‘No right to cut down neighbour’s trees’

A systems engineer had no entitlement to cut down his next-door neighbour’s 50ft-high trees, a judge in the Circuit Civil Court ruled yesterday.

‘No right to cut down neighbour’s trees’

Mr Justice Raymond Groarke said Colin Kilgannon should have followed his legal team and surveyor’s advice to discuss with neighbour Dermot P McArdle where the boundary between their properties lay.

Judge Groarke said it was most regrettable that Mr Kilgannon, of Sans Souci, Kilgobbin Road, Stepaside, Dublin, purposefully chose to ignore that advice and decided to rely only on maps he had, showing that the 50ft-high trees, allegedly causing structural damage to his house, were on his property.

Mr McArdle, a company manager who is suing Mr Kilgannon and his wife Jelena, said that in September last he had been trying to sell his property at The Pine Trees, Kilgobbin Road, and had been shocked to find that Mr Kilgannon had carried out the tree felling.

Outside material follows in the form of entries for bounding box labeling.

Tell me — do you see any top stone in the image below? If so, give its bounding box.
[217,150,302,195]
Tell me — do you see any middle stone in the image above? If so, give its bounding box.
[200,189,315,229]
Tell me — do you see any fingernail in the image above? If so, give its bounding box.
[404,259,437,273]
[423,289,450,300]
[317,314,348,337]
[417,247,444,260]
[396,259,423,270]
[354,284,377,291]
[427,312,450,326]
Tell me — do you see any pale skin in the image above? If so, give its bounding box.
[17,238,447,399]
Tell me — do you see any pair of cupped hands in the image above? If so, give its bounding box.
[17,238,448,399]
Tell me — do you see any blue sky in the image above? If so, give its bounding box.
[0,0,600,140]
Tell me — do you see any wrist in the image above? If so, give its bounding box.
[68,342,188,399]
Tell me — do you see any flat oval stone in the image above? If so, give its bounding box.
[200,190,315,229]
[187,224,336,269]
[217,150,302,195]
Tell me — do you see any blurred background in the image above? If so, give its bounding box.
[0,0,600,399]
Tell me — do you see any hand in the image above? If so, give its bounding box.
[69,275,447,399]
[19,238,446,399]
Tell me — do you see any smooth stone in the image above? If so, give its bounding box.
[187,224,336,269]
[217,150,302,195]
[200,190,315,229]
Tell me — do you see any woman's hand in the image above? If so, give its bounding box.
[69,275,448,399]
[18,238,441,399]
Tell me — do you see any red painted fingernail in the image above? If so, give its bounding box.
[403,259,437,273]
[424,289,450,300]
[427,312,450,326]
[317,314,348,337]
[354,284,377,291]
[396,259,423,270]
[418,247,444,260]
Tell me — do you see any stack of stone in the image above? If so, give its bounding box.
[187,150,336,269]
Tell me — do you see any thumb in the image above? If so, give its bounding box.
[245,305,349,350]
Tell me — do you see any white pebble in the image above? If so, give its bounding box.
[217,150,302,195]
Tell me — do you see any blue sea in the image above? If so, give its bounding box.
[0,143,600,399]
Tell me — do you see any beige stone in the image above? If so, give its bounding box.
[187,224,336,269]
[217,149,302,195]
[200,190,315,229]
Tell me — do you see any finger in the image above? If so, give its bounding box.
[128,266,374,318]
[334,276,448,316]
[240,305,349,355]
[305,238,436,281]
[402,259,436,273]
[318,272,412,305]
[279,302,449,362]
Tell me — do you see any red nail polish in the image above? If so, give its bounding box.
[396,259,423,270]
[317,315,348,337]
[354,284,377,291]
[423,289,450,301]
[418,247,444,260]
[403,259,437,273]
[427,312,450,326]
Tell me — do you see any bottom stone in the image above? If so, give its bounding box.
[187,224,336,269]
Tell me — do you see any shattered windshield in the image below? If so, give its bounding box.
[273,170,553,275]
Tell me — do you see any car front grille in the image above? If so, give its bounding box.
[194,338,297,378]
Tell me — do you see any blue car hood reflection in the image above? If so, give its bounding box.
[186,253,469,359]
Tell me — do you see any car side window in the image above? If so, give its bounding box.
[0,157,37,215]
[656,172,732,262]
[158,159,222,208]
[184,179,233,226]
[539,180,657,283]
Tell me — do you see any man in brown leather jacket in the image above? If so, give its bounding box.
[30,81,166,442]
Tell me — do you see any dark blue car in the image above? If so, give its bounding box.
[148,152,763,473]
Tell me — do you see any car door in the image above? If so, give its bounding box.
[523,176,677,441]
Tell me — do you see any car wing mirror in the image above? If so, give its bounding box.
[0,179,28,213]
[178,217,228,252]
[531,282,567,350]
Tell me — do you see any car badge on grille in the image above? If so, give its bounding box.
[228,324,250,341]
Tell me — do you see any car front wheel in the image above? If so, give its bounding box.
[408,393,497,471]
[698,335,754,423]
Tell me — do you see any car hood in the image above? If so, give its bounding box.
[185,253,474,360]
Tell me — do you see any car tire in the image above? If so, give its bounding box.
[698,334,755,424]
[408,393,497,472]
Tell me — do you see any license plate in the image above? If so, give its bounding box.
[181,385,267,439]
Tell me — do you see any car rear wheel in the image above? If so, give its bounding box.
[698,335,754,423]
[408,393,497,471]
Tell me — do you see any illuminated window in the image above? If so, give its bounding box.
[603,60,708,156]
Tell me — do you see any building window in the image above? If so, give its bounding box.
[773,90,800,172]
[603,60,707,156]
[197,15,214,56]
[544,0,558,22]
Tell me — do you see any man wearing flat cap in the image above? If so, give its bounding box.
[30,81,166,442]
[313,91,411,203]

Judge Groarke yesterday only ruled on where the boundary was and whether or not Mr Kilgannon had trespassed on Mr McArdle’s property. The issue of damages will be dealt with at a later date.

The judge said he was satisfied a fence had been erected in the 1960s by a previous owner of Sans Souci, with Mr McArdle’s agreement, after they had determined where the boundary was, relying on maps.

Mr McArdle had then planted the trees in 1968 on his side of the property.